Man Overboard has a motto: “Defend Pop Punk.” This motto is a powerful statement, and it fuels a forceful contemporary pop-punk scene run by the likes of The Wonder Years, Set Your Goals and The Story So Far. Despite their motto making them an iconic name in the scene over the last couple years, I was still hesitant to throw Man Overboard into the mix of today’s top pop-punk groups. Their first two albums were solid efforts, but while those two releases broke them into the scene, I felt that they were just a step or two below being of “elite” status. However, after hearing “White Lies,” the first single off their third full-length Heart Attack, I think this band is finally showing their true worth, and with Heart Attack, I have a feeling that Man Overboard will soon (if not before) be standing rank with the best of the best in pop-punk.

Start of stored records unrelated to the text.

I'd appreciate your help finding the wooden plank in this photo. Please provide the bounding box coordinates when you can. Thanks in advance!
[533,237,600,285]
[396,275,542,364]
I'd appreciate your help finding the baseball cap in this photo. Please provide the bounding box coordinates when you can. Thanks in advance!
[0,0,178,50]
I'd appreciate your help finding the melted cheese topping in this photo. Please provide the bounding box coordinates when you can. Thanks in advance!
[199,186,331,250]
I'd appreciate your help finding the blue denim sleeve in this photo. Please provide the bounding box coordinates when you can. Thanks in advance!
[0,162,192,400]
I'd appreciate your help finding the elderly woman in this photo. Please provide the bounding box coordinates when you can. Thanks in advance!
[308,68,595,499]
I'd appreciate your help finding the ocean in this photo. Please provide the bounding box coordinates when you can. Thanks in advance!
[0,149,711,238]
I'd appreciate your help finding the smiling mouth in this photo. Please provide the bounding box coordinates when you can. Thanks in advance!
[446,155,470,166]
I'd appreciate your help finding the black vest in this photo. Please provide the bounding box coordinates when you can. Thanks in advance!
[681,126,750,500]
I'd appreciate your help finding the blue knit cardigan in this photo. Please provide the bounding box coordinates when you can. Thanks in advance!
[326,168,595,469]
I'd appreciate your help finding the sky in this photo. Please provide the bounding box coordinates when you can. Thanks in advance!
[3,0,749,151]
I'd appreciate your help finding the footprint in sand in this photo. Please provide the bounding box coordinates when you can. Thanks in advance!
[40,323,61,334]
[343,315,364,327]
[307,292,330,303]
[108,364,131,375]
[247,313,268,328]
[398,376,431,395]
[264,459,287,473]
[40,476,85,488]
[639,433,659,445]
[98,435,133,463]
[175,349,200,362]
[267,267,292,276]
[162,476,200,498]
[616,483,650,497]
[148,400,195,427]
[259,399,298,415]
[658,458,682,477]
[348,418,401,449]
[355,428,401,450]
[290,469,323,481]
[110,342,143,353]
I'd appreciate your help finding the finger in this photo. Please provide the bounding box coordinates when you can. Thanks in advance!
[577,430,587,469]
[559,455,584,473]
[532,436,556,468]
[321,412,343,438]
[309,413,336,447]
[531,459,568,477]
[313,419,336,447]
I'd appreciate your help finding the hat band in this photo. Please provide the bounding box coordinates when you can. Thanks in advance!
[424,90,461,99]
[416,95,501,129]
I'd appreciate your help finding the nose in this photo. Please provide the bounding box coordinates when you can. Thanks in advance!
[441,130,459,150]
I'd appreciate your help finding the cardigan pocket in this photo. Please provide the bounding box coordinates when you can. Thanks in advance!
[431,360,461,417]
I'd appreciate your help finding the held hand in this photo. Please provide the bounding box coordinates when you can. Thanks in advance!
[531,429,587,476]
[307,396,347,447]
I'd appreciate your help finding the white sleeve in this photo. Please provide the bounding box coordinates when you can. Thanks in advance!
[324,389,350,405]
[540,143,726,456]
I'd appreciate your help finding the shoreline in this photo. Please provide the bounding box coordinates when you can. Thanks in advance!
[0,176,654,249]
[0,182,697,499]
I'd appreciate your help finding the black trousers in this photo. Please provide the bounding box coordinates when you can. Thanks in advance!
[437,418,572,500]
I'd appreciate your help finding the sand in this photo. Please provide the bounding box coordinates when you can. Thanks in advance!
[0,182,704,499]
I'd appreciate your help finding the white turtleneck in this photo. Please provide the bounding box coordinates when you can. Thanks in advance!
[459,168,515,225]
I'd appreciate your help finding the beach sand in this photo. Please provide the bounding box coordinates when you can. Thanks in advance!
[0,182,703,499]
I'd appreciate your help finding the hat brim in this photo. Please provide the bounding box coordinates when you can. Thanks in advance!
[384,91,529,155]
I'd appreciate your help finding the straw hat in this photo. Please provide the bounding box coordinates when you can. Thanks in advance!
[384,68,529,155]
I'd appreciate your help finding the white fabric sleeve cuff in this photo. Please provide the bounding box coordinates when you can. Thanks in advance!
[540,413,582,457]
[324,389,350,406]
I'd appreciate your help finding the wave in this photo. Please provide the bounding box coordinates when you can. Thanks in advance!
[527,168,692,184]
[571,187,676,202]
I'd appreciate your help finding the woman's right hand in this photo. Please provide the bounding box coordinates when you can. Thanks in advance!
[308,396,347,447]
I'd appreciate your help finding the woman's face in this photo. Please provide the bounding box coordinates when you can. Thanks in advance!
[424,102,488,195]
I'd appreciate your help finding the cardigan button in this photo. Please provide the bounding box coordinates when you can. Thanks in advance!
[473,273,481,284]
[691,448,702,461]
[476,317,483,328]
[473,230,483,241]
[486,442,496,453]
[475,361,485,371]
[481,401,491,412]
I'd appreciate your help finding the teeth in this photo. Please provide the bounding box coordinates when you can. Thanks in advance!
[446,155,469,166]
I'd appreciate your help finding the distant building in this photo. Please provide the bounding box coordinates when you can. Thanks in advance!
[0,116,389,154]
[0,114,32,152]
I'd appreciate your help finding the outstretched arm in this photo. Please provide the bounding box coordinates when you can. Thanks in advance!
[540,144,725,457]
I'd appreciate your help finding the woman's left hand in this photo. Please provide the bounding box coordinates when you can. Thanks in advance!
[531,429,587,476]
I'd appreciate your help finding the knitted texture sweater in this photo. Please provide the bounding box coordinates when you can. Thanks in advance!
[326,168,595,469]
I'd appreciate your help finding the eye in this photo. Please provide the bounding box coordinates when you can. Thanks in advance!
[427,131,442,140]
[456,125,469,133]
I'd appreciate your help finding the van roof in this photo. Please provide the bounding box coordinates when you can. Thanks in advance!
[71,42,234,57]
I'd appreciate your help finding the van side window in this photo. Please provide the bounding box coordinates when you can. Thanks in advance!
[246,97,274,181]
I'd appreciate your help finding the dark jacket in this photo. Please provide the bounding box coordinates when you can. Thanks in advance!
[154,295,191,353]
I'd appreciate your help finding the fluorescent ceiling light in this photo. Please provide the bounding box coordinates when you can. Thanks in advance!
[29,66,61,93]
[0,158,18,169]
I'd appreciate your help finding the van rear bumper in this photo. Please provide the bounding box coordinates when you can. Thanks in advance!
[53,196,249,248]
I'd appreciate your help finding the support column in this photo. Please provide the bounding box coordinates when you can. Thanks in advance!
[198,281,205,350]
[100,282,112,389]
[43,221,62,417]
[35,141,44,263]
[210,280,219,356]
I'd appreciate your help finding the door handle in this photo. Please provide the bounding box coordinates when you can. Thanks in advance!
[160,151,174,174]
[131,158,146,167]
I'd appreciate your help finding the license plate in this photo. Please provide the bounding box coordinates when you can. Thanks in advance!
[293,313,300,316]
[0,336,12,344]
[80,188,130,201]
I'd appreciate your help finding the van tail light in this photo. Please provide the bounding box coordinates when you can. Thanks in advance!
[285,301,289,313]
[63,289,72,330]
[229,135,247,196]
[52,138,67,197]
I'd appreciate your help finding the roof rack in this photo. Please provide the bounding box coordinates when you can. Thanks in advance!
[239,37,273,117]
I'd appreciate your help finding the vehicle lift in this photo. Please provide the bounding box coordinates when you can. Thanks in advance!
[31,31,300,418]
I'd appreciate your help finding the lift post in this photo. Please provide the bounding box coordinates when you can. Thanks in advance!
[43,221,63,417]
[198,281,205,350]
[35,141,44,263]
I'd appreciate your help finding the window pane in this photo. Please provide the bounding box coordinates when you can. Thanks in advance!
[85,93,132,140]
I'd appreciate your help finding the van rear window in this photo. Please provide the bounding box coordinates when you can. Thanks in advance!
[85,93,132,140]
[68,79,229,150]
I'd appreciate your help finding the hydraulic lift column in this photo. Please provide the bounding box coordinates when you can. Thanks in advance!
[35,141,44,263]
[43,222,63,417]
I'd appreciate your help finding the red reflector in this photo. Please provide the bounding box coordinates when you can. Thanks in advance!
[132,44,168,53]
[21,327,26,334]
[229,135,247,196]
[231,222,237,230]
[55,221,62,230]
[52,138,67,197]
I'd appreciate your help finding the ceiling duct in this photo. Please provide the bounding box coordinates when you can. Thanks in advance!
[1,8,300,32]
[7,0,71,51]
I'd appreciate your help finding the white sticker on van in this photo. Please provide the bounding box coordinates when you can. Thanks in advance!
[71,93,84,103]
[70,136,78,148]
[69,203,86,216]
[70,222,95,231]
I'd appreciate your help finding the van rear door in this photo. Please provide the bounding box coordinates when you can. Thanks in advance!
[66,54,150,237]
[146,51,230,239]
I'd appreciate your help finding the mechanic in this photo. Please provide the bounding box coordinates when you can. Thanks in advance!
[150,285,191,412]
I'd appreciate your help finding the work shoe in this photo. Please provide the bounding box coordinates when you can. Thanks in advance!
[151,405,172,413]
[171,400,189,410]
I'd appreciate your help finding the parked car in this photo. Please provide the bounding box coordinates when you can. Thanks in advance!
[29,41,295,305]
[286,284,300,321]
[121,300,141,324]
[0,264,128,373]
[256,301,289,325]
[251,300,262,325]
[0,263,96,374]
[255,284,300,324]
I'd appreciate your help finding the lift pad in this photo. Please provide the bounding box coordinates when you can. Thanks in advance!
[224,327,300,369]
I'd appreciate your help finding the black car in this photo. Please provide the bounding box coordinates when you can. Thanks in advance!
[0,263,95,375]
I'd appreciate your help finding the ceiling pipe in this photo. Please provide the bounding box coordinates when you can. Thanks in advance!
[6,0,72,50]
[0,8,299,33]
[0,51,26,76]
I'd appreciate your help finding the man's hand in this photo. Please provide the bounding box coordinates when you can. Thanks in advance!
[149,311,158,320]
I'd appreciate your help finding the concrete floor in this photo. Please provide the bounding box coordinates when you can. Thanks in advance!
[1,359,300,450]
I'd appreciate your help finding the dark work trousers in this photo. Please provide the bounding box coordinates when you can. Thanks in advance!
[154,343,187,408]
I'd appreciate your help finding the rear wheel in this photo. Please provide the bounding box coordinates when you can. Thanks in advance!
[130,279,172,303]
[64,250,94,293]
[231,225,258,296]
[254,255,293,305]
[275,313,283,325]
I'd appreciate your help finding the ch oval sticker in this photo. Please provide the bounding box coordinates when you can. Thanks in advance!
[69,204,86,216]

“White Lies” is straight and simple, but that’s what makes it so great. Starting off with a catchy guitar riff and catapulting into a bulky sound complete with crushing guitars, groovy bass and drums, the track is a storm of vivacity. While the song is a hard-hitter, the band doesn’t sacrifice their hardcore roots for immaculate hooks. And the hook in “White Lies” is addictive. As Zac Eisenstein punches out the words “A spine / a mind / And I’m just not like them / they’ve got pretty eyes and white lies,” I found myself bouncing around to the beat by second listen. Eisenstein’s vocals bugged me on the band’s past releases, as I didn’t think his voice fit the melodies too well. However, on this song his voice goes hand in hand with the pulsating composition. In addition, some mood-driving backing vocals help intensify the singer’s power, and they create some mad harmonies too.
Although the steadfast instrumentation and great production makes “White Lies” a tremendous pop-punk anthem, it’s the lyrics that get me. I love honesty to death and prefer it over anything fake or artificial, and for that reason this track just strikes deep within me. Eisenstein sings of feeling “different” and not knowing “what everyone else has,” recrafting the popular punk theme of “not fitting in.” And sure, it’s not as great as anything The Wonder Years can write, but the mood of the song is matched by the emotional instrumental vibe, and that’s something that – when created – boosts its overall personality and connective power. If a song has a heart and beats to the tune, it’s got infinite lasting value. And that’s exactly how “White Lies” is.
I’ll take any song with a good hook, and that’s why I love “White Lies” so much. But because it also takes full advantage of raw emotion and raw energy, I love it so much more. Man Overboard has returned with better production, stronger cohesion, and a more straightforward approach, and it works extremely well in this song. I really hope the rest of Heart Attack is as powerful, catchy, and sincere as this first single, because I’m starting to fall in love with the direction this band is taking.